He wrote the nutrition curriculum at Yale Medical School.
This is DeVary Boyd. I am a physician.
oncologist, I would avoid the use of very high dose supplements. One classic one is B12,
and people are completely unaware of this, including physicians, that B12 has been linked at higher
doses to a higher risk of lung cancers. And why would that be? It activates cell growth,
cell replication, and as a result, you end up raising the risk of diseases like lung cancer.
and it's very easy to give it because you think it's great for fatigue or other reasons.
Those are not appropriate approaches to using B12 in very high doses.
I would love to hear what you all think of this.
I mean, I've had many doctors offering me a B12 shot.
Right.
Well, I think this is a great example of how vitamins and minerals are active in the human body.

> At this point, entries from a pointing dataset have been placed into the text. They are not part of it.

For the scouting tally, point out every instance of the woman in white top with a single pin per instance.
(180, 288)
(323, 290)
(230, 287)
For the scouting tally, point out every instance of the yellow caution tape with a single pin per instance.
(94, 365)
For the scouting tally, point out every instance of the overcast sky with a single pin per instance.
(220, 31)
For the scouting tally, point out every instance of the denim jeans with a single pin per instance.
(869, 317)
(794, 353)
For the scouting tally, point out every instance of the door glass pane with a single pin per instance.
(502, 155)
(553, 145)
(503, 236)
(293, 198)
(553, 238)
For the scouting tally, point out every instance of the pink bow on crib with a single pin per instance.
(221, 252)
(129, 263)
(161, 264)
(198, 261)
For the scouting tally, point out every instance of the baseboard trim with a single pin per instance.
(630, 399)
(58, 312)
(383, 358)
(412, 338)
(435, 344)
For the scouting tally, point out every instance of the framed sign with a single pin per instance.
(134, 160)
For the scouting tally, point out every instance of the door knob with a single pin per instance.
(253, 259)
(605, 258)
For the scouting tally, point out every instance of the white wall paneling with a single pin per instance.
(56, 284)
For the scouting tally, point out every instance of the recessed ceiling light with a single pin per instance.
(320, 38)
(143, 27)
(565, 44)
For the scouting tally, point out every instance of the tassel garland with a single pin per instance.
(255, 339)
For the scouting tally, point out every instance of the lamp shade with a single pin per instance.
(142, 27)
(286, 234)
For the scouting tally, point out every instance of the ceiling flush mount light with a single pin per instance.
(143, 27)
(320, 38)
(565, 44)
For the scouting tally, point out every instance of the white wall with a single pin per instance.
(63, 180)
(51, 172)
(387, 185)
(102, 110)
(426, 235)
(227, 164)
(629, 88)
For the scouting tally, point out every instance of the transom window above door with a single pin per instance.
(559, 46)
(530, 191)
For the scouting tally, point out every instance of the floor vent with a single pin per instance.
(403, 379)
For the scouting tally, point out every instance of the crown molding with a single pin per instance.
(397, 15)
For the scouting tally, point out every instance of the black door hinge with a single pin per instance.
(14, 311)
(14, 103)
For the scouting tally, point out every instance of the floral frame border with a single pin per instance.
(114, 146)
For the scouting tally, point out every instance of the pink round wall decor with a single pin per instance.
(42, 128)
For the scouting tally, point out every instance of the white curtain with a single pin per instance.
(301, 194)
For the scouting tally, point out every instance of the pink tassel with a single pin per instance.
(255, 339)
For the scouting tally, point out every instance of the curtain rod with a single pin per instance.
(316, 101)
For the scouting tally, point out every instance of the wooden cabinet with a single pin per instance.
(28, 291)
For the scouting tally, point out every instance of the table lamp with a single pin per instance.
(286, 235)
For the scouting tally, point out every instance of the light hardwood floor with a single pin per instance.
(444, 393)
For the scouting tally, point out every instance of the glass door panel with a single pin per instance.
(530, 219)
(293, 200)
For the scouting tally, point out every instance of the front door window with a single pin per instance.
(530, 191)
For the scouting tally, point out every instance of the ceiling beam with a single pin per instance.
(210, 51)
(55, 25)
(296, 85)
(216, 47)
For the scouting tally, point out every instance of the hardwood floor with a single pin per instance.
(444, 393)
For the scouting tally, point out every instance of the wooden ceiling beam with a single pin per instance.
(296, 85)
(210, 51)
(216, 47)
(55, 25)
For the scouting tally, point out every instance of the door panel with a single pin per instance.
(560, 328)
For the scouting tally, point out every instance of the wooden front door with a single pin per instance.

and a small amount, which might be helpful, could lead to some benefit if someone's deficient
in the vitamin or the mineral, but at higher dosages, you're pretty much with all the vitamins
and minerals eventually going to run into trouble. And that's a problem with how these
products are marketed. Because they're presumed safe, basically by Congress, defining them as safe,
it gives the impression to consumers that, you know, if a little bit of a vitamin's good, then a lot must be better. And that, unfortunately, is inaccurate.
I mean, but many of the supplements you see that are not multivitamins, but just, you know, one compound, one mineral will say this gives you, you know, 453 percent of your daily value. How do I interpret that number? Is that real and is it a good thing?
Right. So I think that that gets to another issue that we haven't talked about yet, which is manufacturing problems and manufacturing control, quality control in the supplement industry. This is a very serious problem. And in fact, I really wouldn't trust most of that information that I see on the label. We did a study of melatonon gummies to see how did the actual quantity of melatonin in the gummies compare to the labeled amount of melatonin. And
And what we found was really surprising. I was expecting to find variability, and I thought some
manufacturers might have not included enough melatonin. But in fact, it was the opposite, really.
We found that there was much more melatonin in most of the gummies than expected or listed on the
label. And sometimes two or three times more. So this is the situation where consumers really can't get
a straight story about what's in the supplement just by reading the labels, and that has to do with
very profound problems in manufacturing a supplement. Have you found ingredients that don't even belong there?
Yes. So we've done many studies looking deeply at what's actually in the pills. And in the
melatonin study we did, we found CBD. And CBD would not be sold as a dietary
supplement. So that's an example of finding other things. But we've also found in many other studies
that we have in the supplements supply in the United States, chemicals and pharmaceutical drugs
that might be approved or not even approved in other countries are appearing in the United States
in dietary supplements. We've talked about the shortfalls of supplements and some of the
risks, is there promise in the supplement world to actually develop new effective treatments?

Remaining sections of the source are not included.